The more you smile, the less the effects of chronic stress can affect you. This means a host of cognitive issues like memory and recall problems, learning loss, decision limbo, and brain fog won’t even happen – if you just take care to smile regularly and as often as possible.

Smiles are contagious

Smiling is not just a cue for your brain, but also for those around you. When someone smiles at you, the neurons in your brain automatically start to mirror that behavior. It is our instinct to smile back when we are smiled at.

This does two things.

1) Smiling instantly creates a positive social connection and that reduces stress for everyone concerned. Saying anything with a smile creates a framework of positivity that allows everyone to work/socialize in a relaxed manner.

2) Giving and receiving smiles releases a signal to our brain that we are surrounded by friendly people. Our brain is accustomed to seek out social connections for it wants us to survive. To the brain, more friendly people means better chances of survival. Being smiled at automatically reduces our stress response and puts us in a calmer state.

Fake it till you make it

That’s pop wisdom, isn’t it? But actually helpful when it comes to smiles. We know that good feelings make us smile. Science will tell you the reverse is also true – that smiles make us feel good.

This is because your brain really, really wants you to smile. So much so that it doesn’t distinguish between a truly happy smile and a forced or fake one. Smiles work as an assurance that everything is okay with your surroundings.
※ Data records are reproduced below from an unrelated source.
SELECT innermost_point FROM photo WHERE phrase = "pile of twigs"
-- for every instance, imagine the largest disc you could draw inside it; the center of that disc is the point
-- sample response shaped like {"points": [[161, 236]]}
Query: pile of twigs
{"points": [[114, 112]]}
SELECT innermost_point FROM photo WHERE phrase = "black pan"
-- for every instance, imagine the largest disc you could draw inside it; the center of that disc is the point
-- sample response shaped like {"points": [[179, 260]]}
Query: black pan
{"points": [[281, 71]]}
So whenever you smile, it activates the feel-good hormones to reward you for surviving.

When we are under stress or depressed, these feel-good hormones can be difficult to access. Smiling is a way to trick your brain into rewarding you with positive hormones, so that you can actually become equipped to handle and change the negative situations in your life.


The best things in life are free, they say. A smile doesn’t cost anything, yet it can be your shield from a host of health and cognitive issues arising from our day-to-day problems. If you are having a bad day, just flash a big smile – even if you don’t feel like it – and see how the day starts to magically transform. Happy smiling!